Create Your First AI App

Exploring the Learner App: Your Interactive Learning Companion

In an era where technology and education intersect more than ever, the Learner app emerges as a beacon of innovation for students and educators alike. Built on Streamlit and integrating OpenAI's cutting-edge AI models, this app is designed to transform your learning materials into an interactive, accessible, and engaging educational journey. Let's dive into the details of this powerful tool.

Introduction to the Learner App

The Learner app is not just another educational tool; it's a gateway to maximizing the potential of your learning materials. By leveraging AI to query documents, this app offers personalized assistance, making the search for information not only efficient but also intuitive.

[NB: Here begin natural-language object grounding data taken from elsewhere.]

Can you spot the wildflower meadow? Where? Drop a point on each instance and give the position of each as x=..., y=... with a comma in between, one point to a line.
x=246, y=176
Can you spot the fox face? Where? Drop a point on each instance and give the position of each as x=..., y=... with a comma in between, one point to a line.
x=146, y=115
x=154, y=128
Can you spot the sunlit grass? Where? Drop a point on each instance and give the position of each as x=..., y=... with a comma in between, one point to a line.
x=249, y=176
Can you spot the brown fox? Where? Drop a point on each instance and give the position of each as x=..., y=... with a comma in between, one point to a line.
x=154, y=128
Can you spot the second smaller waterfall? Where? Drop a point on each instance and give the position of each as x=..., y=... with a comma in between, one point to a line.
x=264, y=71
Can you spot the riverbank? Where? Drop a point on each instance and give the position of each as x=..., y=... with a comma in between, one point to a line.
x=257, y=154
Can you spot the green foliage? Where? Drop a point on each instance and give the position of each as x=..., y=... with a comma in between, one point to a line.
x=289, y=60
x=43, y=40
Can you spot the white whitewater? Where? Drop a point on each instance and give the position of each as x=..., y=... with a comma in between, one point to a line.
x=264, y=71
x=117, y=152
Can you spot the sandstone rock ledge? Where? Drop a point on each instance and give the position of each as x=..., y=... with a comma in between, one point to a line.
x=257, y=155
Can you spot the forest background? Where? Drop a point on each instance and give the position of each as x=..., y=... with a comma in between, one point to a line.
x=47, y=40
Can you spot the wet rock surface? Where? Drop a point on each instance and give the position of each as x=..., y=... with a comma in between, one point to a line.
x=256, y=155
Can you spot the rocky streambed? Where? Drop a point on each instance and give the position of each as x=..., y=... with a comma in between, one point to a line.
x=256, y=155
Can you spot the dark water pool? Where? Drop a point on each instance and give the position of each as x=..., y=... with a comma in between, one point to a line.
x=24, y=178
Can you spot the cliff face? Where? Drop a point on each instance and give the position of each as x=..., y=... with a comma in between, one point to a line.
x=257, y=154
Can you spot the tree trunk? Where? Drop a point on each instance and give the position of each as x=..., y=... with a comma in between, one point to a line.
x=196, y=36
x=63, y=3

Core Components of the Learner App

Streamlit Framework

At its core, the Learner app utilizes Streamlit, a popular open-source app framework that is beloved for its simplicity and efficiency in turning data scripts into shareable web apps. This choice ensures a smooth user experience and easy access to the app's features.

OpenAI Integration

The heart of the Learner app's functionality lies in its integration with OpenAI's models. By employing Llama Index and OpenAI services, the app can understand and process natural language queries, offering responses that are both relevant and insightful.

A key feature of the Learner app is its ability to index and search documents. Whether it's PDFs stored in a directory or articles online, the app consolidates these materials, making them searchable through a VectorStoreIndex powered by a service context optimized for learning assistance.

Customized User Interface

The Learner app goes beyond functionality to ensure an appealing visual and auditory experience. Custom icons for users and assistants, alongside a dedicated logo, create a welcoming and personalized interface. Furthermore, the app incorporates CSS styles for chat messages, enhancing the readability and aesthetics of interactions.

How the Learner App Works

  1. Setup and Configuration: Upon launching, the app sets up its environment, including the Streamlit page configuration and OpenAI API keys, ensuring a secure and optimized performance.

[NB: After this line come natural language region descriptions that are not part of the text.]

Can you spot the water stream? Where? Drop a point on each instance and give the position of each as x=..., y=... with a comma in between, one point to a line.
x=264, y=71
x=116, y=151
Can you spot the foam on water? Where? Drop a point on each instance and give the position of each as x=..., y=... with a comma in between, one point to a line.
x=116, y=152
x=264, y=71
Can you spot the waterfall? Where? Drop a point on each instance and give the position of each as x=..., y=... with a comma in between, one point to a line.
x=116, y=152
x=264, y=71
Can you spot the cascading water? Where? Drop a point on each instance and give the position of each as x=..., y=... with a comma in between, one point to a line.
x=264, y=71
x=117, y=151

  2. Loading and Indexing Data: The app begins by loading documents from specified directories and web URLs. These documents are then indexed, creating a searchable database that forms the foundation of the app's query capabilities.

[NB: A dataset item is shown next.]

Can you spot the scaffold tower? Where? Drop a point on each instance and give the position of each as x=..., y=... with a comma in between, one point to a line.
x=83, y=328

  3. Service Context Creation: To tailor the AI's response to educational queries, the app sets up a service context with predefined settings, ensuring that the AI assistance provided is both appropriate and effective.

  4. Interactive Chat Interface: At the heart of the app is its chat interface, where users can input their questions. This interface is not only functional but also visually engaging, with custom styling for messages and the inclusion of audio responses for an enriched learning experience.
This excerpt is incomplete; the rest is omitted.